Have you always been fascinated with writing?
I have to say, it’s been a compulsion for me. From the moment when I learnt to read and realised there were these things called stories, I have been telling them to myself. Then, when I was a bit older, I began to write them down. It’s something for which I’m very grateful. When I was young, it didn’t even occur to me that it was a career option, it was just a refuge. Then, when I was at home with small children, about twenty years ago, and wondering what to do with my life, I realised it was time to take it seriously as a career.
What is your all-time favorite book?
I don’t think I could name just one. I love the work of Edith Wharton, and also Walter Mosley. I love THE HOURS by Michael Cunningham. And RIDDLEY WALKER by Russell Hoban, is just a most extraordinary work. It is very odd that all these favourite writers are American, but it might just be that it’s so lovely hearing a voice that’s different from one’s own. Of British writers I would name Dickens, of course, and Jane Austen, and dear Conan Doyle. And I love Simenon’s Maigret novels too.
So, you are an author, radio dramatist, and chair of the Crime Writers Association. How do you juggle all of these responsibilities?
When I was beginning my career as an author, I had to fit it in around the children. So I became rather steely and determined about it (as I fear my children will tell you, given the chance). In a way it was a good training. Being Chair of the CWA is very enjoyable, and gets me out of the house, which is good for any writer—sitting on one’s own for hours thinking up interesting ways of killing people isn’t terribly good for any of us. And the radio plays are also enormous fun. Writing works for radio gives me an opportunity to think about dialogue and how it works to tell a story; and you also get the chance to work with some very talented and lovely actors.

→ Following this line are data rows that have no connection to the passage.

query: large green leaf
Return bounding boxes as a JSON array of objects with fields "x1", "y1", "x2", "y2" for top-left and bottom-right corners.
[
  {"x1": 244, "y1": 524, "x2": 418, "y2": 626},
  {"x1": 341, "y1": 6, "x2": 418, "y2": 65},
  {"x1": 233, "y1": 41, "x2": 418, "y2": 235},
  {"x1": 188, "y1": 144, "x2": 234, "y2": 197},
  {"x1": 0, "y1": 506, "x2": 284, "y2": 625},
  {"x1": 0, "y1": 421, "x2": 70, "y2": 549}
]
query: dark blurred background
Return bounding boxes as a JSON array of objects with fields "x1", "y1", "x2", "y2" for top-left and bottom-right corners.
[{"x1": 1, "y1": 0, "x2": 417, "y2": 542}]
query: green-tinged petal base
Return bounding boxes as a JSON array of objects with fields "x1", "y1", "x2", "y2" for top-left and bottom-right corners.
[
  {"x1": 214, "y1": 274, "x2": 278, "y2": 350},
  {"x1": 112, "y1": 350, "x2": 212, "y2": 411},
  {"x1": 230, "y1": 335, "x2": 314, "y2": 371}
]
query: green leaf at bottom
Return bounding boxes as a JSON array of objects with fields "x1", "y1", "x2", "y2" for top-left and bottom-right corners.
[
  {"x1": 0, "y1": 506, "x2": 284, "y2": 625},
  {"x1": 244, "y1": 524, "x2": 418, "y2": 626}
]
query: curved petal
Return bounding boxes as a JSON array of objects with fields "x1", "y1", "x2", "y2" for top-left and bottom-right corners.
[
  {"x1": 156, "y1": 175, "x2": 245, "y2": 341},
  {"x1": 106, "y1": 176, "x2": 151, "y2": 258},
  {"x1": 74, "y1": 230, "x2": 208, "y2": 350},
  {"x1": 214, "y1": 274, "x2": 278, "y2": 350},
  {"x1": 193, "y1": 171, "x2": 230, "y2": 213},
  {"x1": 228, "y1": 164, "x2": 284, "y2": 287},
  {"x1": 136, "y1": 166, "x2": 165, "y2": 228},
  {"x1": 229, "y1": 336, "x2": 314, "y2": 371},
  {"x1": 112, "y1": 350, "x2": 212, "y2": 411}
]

What can we expect from you in 2014?
There’s a lot going on in 2014. I’m hoping to spend some more time with DI Berenice Killick. I’m also going to do another Sister Agnes book, as it will be fun to find out what she’s been up to. And the LONDON MAGAZINE is publishing one of my (non-crime) short stories. The LONDON MAGAZINE was founded in 1732, so between that and Kindle, I’ll have work represented in the oldest and the newest forms of publishing. And I’m working on a detective story based in Britain in the 1930s, a kind of “golden age” story. I love the way that within a crime structure, you can really tell any kind of story you want – it’s a source of great inspiration to me, and one that I hope will continue into the future.
Alison Joseph is a London-based crime writer and radio dramatist. She has always been fascinated by belief systems and how they can become dangerous. She is the author of the series of novels featuring Sister Agnes, a contemporary detective nun based in South London. In this new novel she turns to particle physics and the discoveries of the Large Hadron Collider as the basis for a crime story.